Question

A man has a mass of 50 kg and he is pulling a plank of 100 kg placed on a smooth floor with a force of 100 N. If both man and plank move together, find the frictional force acting on the man.

A) $\dfrac{{100}}{3}{\text{N}}$ towards the left
B) $\dfrac{{100}}{3}{\text{N}}$ towards the right
C) $\dfrac{{250}}{3}{\text{N}}$ towards the left
D) $\dfrac{{250}}{3}{\text{N}}$ towards the right

Answer 1

The plank and man can be considered as a single system that moves with an acceleration. The plank is placed on a smooth surface and therefore, there is no friction between the plank and the surface. The frictional force acting on the man will oppose his motion.

Formula used:
The force acting on a body of mass $m$ and acceleration $a$ is given by, $F = ma$

Complete step by step answer:
Step 1: List the data provided in the question.
The mass of the man is ${m_0} = 50{\text{kg}}$ and that of the plank is ${m_p} = 100{\text{kg}}$.
A force $F = 100{\text{N}}$ is applied in the right direction to pull the plank.
Step 2: Using the force equation, find the acceleration of the man.
We can consider the man standing on the plank as a single system.
Then, the mass of the system will be the sum of the masses of the man and the plank.
i.e., $m = {m_0} + {m_p}$
Substituting values for ${m_0} = 50{\text{kg}}$ and ${m_p} = 100{\text{kg}}$ in the above equation, we get $m = 50 + 100 = 150{\text{kg}}$
Thus, the mass of the system is $m = 150{\text{kg}}$.
Now it is said that when a force of 100 N was applied both man and plank moved together. Thus, the force acting on the system is $F = 100{\text{N}}$.
The force equation is given by, $F = ma$. Then the expression for the acceleration will be, $a = \dfrac{F}{m}$.
Substituting the values of $F = 100{\text{N}}$ and $m = 150{\text{kg}}$ in the above expression we get, $a = \dfrac{{100}}{{150}} = \dfrac{2}{3}{\text{m/}}{{\text{s}}^2}$
Again as both man and plank move together with acceleration $a = \dfrac{2}{3}{\text{m/}}{{\text{s}}^2}$, the man must have the same acceleration.
Hence, the acceleration of the man is $a = \dfrac{2}{3}{\text{m/}}{{\text{s}}^2}$.
Step 3: Find the frictional force acting on the man using the force equation.
Since the acceleration of man, $a = \dfrac{2}{3}{\text{m/}}{{\text{s}}^2}$ and the mass of man, ${m_0} = 50{\text{kg}}$ are known, we can calculate the force on the man as ${F_0} = {m_0}a = 50 \times \dfrac{2}{3}$.
i.e., the force on the man as he moves along the right direction is ${F_0} = \dfrac{{100}}{3}{\text{N}}$.
Frictional forces are exerted on the man. So, the man moves only when the applied force overcomes the frictional force. Since the applied force is ${F_0} = \dfrac{{100}}{3}{\text{N}}$, an equal amount of friction acts in the opposite direction to oppose the motion.
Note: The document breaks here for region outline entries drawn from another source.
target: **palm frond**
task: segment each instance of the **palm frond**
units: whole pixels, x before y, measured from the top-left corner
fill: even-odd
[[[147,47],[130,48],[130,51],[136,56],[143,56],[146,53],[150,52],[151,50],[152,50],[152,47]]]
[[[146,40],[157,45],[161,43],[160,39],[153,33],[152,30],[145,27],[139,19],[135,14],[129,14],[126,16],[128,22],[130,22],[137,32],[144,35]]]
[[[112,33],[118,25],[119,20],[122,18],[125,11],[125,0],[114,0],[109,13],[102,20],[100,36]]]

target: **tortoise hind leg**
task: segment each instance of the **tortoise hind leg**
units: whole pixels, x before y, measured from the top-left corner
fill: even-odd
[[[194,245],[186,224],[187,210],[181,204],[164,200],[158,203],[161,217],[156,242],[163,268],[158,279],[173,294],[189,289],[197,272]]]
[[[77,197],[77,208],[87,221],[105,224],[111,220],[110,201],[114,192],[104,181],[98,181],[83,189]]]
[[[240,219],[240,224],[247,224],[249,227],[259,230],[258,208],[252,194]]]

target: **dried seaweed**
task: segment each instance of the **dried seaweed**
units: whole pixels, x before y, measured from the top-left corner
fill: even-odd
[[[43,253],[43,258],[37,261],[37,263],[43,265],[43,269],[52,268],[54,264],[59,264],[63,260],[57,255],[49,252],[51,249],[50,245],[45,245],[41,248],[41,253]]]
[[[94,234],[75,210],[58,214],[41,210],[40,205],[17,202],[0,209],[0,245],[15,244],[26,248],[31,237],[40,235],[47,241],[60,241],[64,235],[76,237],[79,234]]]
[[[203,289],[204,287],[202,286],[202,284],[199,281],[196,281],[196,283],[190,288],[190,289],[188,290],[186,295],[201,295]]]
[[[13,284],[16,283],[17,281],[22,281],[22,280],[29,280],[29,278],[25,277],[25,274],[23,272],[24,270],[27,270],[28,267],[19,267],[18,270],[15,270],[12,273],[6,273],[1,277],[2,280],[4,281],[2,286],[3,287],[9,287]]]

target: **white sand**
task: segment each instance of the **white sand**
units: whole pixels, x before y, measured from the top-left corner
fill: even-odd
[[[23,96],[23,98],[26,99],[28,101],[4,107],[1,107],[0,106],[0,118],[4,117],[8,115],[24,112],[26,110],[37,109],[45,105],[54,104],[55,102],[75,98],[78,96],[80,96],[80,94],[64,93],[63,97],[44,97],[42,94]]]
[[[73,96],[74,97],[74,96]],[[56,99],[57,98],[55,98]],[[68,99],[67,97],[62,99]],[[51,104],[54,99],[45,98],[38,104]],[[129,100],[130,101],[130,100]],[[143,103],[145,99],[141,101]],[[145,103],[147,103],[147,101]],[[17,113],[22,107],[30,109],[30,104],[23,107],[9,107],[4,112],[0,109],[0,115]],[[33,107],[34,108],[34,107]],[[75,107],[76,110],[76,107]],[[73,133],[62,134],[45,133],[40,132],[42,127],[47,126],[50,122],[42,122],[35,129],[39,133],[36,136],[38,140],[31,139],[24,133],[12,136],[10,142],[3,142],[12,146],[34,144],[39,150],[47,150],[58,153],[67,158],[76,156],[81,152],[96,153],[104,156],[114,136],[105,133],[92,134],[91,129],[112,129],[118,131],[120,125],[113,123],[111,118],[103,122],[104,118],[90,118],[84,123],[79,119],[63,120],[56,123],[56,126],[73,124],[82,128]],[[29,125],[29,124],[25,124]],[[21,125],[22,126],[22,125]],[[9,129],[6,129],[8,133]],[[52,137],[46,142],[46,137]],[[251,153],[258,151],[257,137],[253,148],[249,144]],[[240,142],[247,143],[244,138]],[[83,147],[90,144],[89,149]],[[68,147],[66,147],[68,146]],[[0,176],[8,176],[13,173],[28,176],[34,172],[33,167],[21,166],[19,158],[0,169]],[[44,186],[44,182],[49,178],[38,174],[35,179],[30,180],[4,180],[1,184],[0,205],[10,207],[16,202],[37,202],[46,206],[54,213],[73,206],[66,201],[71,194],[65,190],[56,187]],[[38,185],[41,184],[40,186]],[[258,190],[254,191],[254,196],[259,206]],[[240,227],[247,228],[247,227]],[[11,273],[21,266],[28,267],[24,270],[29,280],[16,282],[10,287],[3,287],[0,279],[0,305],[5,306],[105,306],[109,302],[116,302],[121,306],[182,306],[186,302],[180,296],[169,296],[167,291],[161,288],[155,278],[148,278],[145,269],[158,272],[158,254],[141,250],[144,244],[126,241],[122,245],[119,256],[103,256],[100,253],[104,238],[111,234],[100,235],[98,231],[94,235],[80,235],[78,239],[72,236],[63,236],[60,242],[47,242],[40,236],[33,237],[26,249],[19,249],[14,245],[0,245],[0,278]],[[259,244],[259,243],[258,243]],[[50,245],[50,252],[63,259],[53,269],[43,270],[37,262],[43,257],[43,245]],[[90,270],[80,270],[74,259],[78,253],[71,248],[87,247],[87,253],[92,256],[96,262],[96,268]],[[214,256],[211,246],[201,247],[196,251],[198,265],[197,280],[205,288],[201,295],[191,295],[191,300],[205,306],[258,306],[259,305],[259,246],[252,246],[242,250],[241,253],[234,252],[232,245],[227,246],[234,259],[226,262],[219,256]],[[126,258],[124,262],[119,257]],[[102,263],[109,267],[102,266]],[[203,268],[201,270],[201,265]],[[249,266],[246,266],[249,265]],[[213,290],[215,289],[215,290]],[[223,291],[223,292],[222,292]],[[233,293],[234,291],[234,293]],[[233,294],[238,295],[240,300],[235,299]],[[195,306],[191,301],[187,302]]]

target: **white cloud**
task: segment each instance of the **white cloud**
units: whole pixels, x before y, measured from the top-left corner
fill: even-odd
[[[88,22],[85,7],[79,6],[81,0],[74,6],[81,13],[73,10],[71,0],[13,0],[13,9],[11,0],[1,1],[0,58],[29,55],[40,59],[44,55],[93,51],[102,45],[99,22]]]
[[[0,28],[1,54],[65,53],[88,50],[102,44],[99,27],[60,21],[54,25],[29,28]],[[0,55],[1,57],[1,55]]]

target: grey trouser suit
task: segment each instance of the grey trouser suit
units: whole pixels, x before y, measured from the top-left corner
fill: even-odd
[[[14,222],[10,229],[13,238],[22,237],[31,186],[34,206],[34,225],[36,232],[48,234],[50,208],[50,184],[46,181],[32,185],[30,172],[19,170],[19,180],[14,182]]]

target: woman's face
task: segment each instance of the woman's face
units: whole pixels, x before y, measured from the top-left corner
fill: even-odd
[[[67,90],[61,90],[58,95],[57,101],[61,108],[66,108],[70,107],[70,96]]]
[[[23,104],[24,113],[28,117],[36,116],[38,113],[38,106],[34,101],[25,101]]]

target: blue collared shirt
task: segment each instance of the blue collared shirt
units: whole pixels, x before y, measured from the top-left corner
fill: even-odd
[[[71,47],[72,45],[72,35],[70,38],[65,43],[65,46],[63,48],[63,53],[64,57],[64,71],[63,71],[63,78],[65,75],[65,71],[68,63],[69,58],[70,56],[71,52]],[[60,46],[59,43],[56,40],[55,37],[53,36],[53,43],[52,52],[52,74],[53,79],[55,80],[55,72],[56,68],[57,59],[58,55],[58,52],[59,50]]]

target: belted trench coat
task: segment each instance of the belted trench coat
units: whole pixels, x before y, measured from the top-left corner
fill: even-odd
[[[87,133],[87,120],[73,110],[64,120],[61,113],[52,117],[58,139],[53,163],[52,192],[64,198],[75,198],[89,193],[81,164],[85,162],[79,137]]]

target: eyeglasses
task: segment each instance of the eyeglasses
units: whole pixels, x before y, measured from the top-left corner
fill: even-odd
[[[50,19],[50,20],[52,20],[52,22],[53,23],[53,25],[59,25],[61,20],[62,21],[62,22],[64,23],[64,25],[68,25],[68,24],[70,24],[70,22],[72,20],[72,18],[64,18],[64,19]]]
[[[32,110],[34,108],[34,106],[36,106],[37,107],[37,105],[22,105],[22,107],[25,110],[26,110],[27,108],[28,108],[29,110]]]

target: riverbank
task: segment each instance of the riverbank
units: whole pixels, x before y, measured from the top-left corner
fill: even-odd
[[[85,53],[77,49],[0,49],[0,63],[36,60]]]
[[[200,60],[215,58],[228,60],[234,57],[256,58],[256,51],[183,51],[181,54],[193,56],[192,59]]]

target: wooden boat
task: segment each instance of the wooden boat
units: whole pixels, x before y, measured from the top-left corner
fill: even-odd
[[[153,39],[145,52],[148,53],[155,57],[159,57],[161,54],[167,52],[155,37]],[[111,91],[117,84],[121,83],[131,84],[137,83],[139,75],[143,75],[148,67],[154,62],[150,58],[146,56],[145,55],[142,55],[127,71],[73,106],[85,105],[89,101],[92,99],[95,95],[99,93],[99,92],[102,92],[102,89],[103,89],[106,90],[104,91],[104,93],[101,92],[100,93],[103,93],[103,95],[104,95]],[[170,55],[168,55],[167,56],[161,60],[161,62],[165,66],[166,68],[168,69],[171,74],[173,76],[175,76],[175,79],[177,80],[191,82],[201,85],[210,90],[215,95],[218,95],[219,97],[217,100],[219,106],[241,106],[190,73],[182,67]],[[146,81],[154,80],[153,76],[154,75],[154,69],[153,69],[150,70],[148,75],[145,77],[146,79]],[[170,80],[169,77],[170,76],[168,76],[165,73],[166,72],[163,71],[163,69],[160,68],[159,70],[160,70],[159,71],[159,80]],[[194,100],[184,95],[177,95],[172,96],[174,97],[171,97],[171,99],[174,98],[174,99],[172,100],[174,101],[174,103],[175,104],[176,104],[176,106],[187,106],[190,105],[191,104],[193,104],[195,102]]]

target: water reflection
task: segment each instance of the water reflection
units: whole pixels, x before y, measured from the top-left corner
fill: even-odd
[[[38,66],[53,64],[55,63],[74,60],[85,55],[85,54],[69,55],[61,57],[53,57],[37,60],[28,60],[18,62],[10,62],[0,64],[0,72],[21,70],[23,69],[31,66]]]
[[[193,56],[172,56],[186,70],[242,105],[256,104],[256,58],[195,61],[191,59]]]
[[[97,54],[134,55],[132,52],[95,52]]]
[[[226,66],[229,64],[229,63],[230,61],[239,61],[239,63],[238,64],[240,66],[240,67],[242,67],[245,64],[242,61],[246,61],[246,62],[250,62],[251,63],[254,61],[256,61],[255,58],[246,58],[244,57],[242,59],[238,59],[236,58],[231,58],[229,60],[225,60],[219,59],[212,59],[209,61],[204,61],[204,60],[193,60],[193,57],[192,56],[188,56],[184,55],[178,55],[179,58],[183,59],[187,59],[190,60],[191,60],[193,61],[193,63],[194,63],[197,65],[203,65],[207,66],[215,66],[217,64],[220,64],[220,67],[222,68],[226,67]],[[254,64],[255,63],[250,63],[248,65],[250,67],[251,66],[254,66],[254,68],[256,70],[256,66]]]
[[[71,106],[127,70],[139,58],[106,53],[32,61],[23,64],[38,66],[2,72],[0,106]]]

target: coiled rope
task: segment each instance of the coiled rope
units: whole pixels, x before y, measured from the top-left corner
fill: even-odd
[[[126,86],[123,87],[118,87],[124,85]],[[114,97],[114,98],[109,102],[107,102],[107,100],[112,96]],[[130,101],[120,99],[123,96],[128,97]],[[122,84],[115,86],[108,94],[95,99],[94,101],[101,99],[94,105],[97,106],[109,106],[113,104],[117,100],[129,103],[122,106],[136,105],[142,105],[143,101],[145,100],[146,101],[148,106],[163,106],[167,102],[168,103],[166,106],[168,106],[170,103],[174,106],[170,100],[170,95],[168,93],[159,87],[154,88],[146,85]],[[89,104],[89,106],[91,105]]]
Therefore, the frictional force acting on the man as both man and plank move together is $\dfrac{{100}}{3}{\text{N}}$ towards the left. Hence, option (A) is correct.

Note:
We can also solve this by considering the man and the plank as two separate systems having a common acceleration $a$. The man’s legs are pushing the plank forward as he pulls the rope backward. So for the plank, the friction $f$ will be in the forward direction and for the man, it will be in an opposite direction.
The tension on the rope is $T = 100{\text{N}}$.
Now, for the man, the total forces acting will be, $T - f = ma$ and for the plank, it will be $T + f = ma$.
On substituting the values for mass and tension, and solving the equations $100 - f = 50a$ and $100 + f = 150a$ we obtain the acceleration as $a = \dfrac{4}{3}{\text{m/}}{{\text{s}}^2}$. Substituting the value of acceleration in any of the above equations we get, the frictional force on the man as $f = \dfrac{{100}}{3}{\text{N}}$ towards the left.